Твой любящий тебя отец
II. От Мистрис Какстон.«Дорогой мой Систи!
Скоро возвратишься ты домой; сердце мое так полно этой мыслью, что я ничего другого и писать не могу.
Милое дитя мое, возвратись к нам! Нас не будут разделять посторонние люди и школы: ты будешь совсем наш, опять милое дитя наше, будешь опять принадлежать мне, как принадлежал в колыбели, в твоей детской комнате и в саду, где мы с тобою, Систи, перебрасывались цветочками. Ты посмеешься надо мною; когда расскажу тебе, что услышавши от отца твоего, что ты совсем к нам возвращаешься, я тихонько ушла из гостиной и взошла в комнату, где хранятся все мои сокровища, ты знаешь! Там, отодвинувши ящик, нашла твой чепчик, который сама вышивала, маленькую твою нанковую курточку, и многие другие драгоценности, напоминающие то время, когда ты был мой маленький Систи, а я твоя маменька, вместо этой торжественной, холодной матушки, как зовешь меня теперь. Все эти вещи я перецеловала, Систи, и сказала им: мой малютка возвращается. Мне казалось даже, что я опять буду носить тебя на руках, опять учить говорить: здравствуй, папа! – Я сама смеюсь над собою, а иногда утираю слезы. Ты не можешь уже быть прежним моим дитятей, но ты все равно, мой дорогой, мой любимый сын, сын отца твоего, лучшее мое сокровище, выключая только этого отца.
Я так счастлива в ожидании тебя! Возвратись, пока отец твой радуется своей книгой. Ты можешь ободрить его; книгу эту надобно издать. Почему же и ему не быть славным, известным? Почему свет не будет ему удивляться, как удивляемся мы? Ты знаешь, что я всегда им гордилась, пусть узнают, что не по-пустому. Однако же, ученость ли его привлекла мою любовь, мое почтение? Нет, не ученость, а его доброе, благородное сердце. В этой книге, однако ж, вместе с ученостью поместилось и сердце; она наполнена таинствами мне непонятными, но посреди этих таинств, являются вдруг места, мне доступные и отсвечивающиеся его прекрасным сердцем.

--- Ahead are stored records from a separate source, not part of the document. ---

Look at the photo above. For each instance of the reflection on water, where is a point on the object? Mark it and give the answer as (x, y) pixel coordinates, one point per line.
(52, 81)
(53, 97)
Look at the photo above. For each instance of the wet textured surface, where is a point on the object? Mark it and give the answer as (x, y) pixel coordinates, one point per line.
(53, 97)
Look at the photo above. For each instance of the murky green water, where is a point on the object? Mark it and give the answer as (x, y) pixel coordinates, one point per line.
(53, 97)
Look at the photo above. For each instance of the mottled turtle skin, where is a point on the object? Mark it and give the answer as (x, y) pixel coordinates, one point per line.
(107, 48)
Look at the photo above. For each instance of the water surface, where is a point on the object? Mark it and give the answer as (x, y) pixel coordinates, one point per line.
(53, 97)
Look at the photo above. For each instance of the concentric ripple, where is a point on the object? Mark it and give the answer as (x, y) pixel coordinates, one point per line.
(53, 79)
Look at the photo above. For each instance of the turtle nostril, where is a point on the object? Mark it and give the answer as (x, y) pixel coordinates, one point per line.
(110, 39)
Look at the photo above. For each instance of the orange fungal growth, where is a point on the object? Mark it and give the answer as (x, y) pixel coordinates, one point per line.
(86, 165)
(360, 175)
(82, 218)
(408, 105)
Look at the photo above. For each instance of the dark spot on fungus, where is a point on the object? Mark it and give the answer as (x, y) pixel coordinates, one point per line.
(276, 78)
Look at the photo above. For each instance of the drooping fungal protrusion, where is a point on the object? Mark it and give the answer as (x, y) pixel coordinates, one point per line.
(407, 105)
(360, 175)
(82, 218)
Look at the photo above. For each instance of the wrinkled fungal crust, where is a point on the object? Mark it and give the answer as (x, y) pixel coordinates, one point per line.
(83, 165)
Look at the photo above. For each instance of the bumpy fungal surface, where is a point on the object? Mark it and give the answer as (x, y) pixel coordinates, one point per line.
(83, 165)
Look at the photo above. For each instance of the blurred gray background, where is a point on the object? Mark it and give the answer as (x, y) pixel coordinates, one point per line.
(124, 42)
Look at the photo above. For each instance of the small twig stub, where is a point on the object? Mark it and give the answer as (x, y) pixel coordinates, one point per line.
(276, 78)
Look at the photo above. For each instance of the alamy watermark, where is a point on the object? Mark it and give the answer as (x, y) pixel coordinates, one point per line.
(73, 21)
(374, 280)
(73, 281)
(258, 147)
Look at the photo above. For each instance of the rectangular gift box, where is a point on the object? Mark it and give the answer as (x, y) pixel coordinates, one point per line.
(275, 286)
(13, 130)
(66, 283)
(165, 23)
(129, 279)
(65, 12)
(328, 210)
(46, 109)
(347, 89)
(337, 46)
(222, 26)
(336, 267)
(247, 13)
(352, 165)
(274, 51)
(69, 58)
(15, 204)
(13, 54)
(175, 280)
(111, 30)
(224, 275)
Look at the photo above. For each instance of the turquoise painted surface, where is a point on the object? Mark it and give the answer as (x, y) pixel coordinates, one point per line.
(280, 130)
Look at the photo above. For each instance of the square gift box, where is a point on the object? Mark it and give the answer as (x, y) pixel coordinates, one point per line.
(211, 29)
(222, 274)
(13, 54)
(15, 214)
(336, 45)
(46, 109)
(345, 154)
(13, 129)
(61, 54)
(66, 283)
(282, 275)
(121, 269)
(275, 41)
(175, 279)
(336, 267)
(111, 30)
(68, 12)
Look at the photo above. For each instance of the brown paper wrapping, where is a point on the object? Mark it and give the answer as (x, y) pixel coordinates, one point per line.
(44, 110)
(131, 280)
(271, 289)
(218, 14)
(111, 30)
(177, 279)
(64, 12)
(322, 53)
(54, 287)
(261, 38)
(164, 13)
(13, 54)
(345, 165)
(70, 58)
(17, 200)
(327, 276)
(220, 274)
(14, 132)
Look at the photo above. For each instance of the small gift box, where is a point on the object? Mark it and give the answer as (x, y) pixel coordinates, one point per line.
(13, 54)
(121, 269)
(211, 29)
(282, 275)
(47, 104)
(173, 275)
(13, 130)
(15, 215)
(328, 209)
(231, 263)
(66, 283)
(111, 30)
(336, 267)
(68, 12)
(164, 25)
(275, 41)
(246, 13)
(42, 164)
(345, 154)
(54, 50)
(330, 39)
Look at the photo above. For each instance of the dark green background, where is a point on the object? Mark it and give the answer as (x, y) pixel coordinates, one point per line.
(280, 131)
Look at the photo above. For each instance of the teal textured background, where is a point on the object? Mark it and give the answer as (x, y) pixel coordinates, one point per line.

Дядя твой взял на себя издание, и как скоро первый том будет кончен, отец выедет с дядей в город.
Все домашние наши здоровы, кроме бедной Сарры, у которой лихорадка. Примминс надела ей ладанку на шею и уверяет, что ей лучше стало. Быть может, хотя я не понимаю от чего. Отец твой говорит: – Почему и не вылечить талисманом? всякое средство вероятно удается с желанием успеха: чем удается магнетизм, как не желанием и волей?
Я не умею этого изъяснить; но тут есть тайный смысл, вероятно, глубокий.
Еще три недели до вакаций, Систи, а там, прощай школа. Комната твоя будет выкрашена и убрана. Завтра жду работников. Утка жива и, кажется, меньше хромает.
Да благословит тебя Господь, милый сын!
Счастливая мать твоя
Время, которое прошло между этими письмами и утром возвращения в родительской дом, показалось мне опять тем длинным, беспокойным днем, который проводил я в болезни. Машинально исполнял я ежедневные уроки. Ода на Греческом языке выразила мое прощание с институтом. Доктор Герман объявил, что эта ода произведение мастерское. Я послал ее к отцу, который, чтобы охладить гордость торжества моего, отвечал мне неправильным Английским языком, передразнивая на отечественном языке все мои Греческие варваризмы. Я проглотил эту пилюлю, и утешился мыслью, что употребив шесть лет на приобретение науки неправильно писать по-Гречески, вероятно не найду больше случая, блестеть таким драгоценным приобретением.
Наконец настал последний день. С восторженной какой-то печалью обошел я все знакомые мне углы дома, разбойничью пещеру, которую мы выкопали зимою, и защищали шестеро, против всей армии нашего маленького царства; забор, с которым происходило мое первое сражение; столетнюю березу, под которой читал письма отца и матери.